Isso acontece porque a Igreja Ortodoxa russa segue o calendário juliano, que difere em 13 dias do calendário gregoriano, adotado no Ocidente. Supostamente, a cada século a diferença entre os calendários aumentaria em um dia, o que faria com que a data do Natal russo a partir do século XXI fosse para 08 de janeiro, mas por convenção, manteve-se a data em 07 de janeiro.

Para os russos, o Natal é a segunda maior festa religiosa, ficando atrás apenas da Páscoa. Assim como na teologia da Igreja Católica, o Natal para os russos celebra o nascimento de Jesus, considerado o “segundo Adão”, que diferente do primeiro, traz não o pecado, mas a remissão dos mesmos.

Diferente da celebração ocidental, cada vez mais desprovida de rituais religiosos, a festa russa é cheia de ritos ligados à Bíblia e a eventos nacionais. Conheça as principais datas:

14 de novembro: Assim como na Páscoa, no Natal os russos também tem um período de quaresma, ou seja, 40 dias de jejum e oração, conhecido como Quaresma de Natal ou de São Felipe, pois é iniciado no dia dedicado ao santo.

Segundo domingo de dezembro: são realizadas missas em homenagem aos patriarcas que, segundo a Bíblia, aguardavam a vinda de Jesus.

Terceiro domingo de dezembro: as missas celebram os antepassados de Jesus.

20 de dezembro: inicia-se a grande vigília, com duração de cinco dias.

24 de dezembro: faz-se um jejum mais intenso, com duração de um dia, que só termina ao nascer da primeira estrela, numa clara alusão a Estrela de Belém.

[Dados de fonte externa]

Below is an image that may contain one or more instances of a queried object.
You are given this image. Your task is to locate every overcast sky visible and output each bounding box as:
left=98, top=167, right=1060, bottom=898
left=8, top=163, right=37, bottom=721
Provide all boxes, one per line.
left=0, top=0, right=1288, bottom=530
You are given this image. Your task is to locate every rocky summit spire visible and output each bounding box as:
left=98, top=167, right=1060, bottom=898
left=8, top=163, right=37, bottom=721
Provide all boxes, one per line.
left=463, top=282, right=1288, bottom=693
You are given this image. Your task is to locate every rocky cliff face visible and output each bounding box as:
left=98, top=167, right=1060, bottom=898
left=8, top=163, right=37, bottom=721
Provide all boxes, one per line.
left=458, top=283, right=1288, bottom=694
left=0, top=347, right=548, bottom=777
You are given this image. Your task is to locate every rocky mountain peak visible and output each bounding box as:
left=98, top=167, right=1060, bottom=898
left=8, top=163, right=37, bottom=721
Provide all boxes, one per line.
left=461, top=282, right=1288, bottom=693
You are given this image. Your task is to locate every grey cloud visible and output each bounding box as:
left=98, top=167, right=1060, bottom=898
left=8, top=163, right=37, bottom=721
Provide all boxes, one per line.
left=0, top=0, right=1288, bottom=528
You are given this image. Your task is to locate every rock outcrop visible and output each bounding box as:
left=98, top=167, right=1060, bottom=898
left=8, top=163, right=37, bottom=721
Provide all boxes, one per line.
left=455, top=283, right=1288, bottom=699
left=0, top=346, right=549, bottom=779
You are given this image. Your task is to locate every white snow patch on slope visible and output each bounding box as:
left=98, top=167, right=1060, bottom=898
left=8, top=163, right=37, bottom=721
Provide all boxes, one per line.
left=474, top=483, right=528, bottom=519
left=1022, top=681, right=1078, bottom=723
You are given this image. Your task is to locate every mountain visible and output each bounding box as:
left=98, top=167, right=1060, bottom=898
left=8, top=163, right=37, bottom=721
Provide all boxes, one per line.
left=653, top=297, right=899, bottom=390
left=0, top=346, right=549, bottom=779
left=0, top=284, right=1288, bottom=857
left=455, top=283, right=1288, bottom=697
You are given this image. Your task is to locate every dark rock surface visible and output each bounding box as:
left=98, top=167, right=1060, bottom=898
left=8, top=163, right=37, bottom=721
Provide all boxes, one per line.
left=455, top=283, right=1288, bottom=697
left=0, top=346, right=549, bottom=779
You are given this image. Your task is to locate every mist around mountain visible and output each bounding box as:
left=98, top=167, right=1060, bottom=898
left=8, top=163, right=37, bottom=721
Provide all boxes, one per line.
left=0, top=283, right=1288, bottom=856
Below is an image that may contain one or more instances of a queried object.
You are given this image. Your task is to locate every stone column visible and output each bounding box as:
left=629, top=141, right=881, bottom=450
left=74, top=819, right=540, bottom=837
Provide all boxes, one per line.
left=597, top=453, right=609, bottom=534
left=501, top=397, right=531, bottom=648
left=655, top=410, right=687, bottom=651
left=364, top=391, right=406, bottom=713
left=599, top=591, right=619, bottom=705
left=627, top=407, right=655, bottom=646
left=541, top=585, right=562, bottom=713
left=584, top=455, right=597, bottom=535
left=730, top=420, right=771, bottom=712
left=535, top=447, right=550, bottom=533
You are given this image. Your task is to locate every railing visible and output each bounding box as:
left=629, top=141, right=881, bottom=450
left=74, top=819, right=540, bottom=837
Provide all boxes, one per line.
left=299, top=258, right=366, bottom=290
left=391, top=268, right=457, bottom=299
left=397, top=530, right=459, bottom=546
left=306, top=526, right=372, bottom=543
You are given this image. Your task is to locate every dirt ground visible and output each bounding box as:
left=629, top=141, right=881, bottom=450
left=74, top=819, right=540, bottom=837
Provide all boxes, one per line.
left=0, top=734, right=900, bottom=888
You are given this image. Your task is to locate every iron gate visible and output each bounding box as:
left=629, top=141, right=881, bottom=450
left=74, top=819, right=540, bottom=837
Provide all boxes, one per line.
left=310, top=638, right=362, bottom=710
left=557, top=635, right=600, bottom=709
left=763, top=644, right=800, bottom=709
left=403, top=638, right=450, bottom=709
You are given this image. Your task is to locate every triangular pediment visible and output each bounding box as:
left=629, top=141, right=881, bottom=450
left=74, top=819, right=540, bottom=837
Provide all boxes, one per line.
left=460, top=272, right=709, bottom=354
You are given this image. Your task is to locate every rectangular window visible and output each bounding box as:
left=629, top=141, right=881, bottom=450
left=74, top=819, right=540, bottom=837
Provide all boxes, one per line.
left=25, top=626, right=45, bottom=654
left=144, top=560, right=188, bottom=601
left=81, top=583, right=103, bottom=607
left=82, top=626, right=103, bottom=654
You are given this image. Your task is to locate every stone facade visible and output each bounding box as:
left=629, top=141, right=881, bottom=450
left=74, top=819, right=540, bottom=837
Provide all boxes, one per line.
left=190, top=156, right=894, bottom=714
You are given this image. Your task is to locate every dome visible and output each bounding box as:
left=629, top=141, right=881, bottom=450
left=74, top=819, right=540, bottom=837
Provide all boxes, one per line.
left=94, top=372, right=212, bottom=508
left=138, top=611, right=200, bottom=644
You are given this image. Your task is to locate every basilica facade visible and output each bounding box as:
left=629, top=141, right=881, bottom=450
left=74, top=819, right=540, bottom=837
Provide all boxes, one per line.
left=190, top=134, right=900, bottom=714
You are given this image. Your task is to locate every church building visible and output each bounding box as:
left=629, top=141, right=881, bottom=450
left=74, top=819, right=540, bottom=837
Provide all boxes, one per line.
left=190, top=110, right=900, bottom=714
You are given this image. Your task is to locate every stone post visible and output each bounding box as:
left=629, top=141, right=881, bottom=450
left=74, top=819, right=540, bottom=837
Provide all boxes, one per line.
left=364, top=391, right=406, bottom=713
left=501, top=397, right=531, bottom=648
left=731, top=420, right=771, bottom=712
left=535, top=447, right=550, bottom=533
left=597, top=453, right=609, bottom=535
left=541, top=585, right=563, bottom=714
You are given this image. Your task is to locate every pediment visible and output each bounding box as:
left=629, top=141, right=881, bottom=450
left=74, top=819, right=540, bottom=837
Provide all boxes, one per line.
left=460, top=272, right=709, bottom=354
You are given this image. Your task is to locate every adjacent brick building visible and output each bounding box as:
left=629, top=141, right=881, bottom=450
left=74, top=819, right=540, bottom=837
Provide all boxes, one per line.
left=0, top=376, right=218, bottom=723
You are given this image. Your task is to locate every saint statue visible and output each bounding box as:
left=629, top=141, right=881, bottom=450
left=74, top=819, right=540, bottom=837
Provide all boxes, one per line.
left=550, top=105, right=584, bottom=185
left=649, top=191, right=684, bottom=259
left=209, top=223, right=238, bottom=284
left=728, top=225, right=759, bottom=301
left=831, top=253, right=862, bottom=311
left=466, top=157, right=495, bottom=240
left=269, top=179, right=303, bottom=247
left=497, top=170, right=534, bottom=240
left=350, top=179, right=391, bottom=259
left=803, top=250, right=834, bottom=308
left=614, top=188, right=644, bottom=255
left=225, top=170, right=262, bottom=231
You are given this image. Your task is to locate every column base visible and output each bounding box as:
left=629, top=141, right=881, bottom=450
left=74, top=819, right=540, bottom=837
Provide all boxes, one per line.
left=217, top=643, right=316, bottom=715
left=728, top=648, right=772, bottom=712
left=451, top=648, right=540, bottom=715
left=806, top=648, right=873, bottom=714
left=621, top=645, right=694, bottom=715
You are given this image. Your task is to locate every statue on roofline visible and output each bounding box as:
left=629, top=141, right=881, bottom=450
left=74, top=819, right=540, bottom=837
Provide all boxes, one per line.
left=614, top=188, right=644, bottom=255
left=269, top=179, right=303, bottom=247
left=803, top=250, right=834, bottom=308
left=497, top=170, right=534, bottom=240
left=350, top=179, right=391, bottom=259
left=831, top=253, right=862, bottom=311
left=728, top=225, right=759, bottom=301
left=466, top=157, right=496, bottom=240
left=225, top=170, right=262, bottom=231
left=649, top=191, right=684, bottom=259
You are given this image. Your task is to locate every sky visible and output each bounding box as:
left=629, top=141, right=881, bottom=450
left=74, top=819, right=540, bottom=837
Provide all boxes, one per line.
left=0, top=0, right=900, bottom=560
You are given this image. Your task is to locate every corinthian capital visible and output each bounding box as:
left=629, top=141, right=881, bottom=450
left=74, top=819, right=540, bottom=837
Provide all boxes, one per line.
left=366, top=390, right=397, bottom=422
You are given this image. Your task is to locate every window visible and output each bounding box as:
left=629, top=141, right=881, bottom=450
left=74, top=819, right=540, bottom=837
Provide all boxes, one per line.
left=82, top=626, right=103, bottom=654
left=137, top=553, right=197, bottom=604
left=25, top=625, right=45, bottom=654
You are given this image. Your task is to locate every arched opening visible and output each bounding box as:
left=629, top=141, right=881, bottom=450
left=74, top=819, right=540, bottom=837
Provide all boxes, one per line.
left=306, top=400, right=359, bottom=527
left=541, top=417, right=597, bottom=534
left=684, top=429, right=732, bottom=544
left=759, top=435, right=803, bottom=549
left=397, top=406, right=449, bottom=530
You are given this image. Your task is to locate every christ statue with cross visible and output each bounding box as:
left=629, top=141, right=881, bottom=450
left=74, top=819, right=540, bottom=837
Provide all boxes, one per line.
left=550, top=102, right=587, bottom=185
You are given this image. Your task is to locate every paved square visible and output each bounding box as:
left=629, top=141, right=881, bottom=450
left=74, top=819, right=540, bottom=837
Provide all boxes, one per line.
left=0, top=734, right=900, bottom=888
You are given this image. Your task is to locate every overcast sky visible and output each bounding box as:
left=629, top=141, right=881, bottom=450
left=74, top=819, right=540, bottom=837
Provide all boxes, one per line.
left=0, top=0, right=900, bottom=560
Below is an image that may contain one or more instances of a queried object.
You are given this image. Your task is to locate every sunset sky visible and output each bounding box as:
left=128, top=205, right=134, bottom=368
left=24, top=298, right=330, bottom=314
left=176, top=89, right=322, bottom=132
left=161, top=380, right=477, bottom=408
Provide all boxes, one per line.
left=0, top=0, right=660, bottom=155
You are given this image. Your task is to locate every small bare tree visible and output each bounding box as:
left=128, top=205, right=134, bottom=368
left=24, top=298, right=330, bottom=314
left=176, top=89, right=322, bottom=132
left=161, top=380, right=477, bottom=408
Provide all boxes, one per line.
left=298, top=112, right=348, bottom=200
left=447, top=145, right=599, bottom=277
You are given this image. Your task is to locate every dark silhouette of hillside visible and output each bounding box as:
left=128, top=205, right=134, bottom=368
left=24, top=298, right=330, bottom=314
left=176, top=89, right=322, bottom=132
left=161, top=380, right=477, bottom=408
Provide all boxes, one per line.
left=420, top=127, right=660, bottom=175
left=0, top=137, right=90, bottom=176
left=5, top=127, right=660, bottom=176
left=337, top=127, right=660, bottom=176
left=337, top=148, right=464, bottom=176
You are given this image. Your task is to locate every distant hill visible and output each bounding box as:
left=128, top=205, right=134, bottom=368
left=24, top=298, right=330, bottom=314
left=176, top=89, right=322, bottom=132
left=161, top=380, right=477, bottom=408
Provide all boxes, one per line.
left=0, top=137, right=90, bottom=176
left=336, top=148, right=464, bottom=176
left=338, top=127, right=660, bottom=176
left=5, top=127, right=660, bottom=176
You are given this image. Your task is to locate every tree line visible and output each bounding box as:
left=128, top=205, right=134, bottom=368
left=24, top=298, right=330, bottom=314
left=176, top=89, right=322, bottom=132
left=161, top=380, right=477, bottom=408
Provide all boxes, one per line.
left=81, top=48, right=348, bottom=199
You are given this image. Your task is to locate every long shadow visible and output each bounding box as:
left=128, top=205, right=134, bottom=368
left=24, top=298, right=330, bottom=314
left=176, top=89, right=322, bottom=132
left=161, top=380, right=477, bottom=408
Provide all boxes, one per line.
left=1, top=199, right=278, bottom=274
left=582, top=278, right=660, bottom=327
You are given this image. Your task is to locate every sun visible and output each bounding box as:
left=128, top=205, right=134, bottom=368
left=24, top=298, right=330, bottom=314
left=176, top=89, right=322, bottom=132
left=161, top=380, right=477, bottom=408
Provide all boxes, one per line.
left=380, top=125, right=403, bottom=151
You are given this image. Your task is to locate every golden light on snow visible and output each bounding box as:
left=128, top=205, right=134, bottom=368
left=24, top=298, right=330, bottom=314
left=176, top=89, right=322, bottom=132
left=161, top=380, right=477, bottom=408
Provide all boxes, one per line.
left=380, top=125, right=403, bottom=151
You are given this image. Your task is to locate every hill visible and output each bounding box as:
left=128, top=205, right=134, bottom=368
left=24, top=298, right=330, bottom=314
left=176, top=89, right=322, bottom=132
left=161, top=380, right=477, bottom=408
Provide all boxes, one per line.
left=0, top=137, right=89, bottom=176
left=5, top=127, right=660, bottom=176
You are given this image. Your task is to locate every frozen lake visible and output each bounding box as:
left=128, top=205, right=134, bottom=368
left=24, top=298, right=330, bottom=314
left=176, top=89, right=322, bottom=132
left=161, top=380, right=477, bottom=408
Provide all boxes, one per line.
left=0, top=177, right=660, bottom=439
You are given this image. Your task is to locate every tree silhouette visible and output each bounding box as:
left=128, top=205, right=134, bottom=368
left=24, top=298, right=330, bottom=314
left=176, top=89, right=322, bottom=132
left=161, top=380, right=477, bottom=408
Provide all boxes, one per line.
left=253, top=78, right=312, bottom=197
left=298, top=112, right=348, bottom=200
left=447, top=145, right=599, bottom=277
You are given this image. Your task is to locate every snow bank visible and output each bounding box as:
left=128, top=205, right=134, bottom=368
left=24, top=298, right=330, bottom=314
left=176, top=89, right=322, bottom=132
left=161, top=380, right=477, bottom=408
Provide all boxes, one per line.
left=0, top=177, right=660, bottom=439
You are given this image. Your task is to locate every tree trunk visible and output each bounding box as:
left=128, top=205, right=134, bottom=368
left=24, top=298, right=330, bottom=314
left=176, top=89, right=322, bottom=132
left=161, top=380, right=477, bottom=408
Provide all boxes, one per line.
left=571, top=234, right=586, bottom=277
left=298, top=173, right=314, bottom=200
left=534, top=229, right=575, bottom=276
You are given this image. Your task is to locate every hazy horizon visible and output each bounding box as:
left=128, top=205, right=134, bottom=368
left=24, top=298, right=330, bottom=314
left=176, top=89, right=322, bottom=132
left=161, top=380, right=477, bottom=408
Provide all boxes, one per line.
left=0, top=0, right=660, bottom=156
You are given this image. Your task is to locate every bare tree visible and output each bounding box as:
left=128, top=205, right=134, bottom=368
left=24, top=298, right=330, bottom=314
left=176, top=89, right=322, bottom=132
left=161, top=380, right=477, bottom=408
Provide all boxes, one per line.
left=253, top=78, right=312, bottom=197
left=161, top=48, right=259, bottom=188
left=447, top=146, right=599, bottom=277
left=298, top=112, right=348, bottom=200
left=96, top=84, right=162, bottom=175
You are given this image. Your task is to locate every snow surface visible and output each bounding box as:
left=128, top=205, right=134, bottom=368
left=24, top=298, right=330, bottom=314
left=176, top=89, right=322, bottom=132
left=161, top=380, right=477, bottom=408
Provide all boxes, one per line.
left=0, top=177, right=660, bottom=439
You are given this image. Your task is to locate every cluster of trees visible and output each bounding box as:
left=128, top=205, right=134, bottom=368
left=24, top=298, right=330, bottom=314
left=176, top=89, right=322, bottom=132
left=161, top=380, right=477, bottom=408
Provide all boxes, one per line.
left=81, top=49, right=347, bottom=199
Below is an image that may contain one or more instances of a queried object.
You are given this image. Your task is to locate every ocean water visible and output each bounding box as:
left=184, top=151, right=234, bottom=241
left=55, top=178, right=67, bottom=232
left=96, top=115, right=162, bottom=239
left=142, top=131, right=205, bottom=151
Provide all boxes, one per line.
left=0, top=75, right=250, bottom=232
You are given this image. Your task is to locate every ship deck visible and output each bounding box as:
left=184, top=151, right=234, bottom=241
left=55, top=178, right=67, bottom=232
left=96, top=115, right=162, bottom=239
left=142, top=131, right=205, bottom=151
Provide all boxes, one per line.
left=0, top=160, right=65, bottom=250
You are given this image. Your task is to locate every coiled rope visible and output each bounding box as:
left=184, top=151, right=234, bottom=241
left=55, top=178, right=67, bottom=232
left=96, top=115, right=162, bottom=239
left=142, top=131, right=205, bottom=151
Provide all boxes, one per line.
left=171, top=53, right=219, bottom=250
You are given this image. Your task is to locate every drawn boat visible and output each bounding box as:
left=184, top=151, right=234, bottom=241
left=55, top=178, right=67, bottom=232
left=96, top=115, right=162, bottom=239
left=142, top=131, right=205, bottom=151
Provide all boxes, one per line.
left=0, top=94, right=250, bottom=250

06 de janeiro (véspera de Natal): a ceia é à base de mel, grãos e frutas, não se come nenhum tipo de carne e um dos pratos principais é o kutiá, um pudim feito de trigo ou arroz com mel, simbolizando a doçura do Reino de Deus.

07 de janeiro (Natal): na manhã de Natal é realizada uma grande missa, nela também celebra-se o Moleben, um ato em agradecimento pela libertação da Rússia da invasão dos exércitos de Napoleão em 1812.

Um item obrigatório na decoração é a Árvore de Natal, chamada de iolka, que é enfeitada com flores e velas. O costume foi implantado pelo Czar Pedro, o Grande no século XVIII, e representa a manutenção da vida, já que, segundo a lenda, é a única a se manter verde durante o rigoroso inverno russo. Em todas as casas as crianças recebem presentes e são cantados os koliady, os cânticos natalinos.

Os 12 dias seguintes, os sviátki, são considerados dias santos, e os padres visitam os fiéis e benzem suas casas.

Com a modernidade, e para facilitar a vida dos paroquianos devido à grande quantidade de cerimônias, muitas festas são transmitidas pela TV. Também se cogita a possibilidade de mudar a data para a do calendário ocidental, ou seja, 25 de dezembro, pois muitos países que formavam a ex-União Soviética, já o fizeram não – oficialmente. Contudo a proposta ainda passará por muita discussão, já que para isso seria necessário mudar todo o calendário, pois todas as cerimônias preparatórias são muito importantes.

No Brasil, que possui duas grandes comunidades russas em São Paulo e Rio Grande do Sul, o Natal é celebrado duas vezes, o que é bom para as crianças, que acabam ganhando presente em dobro.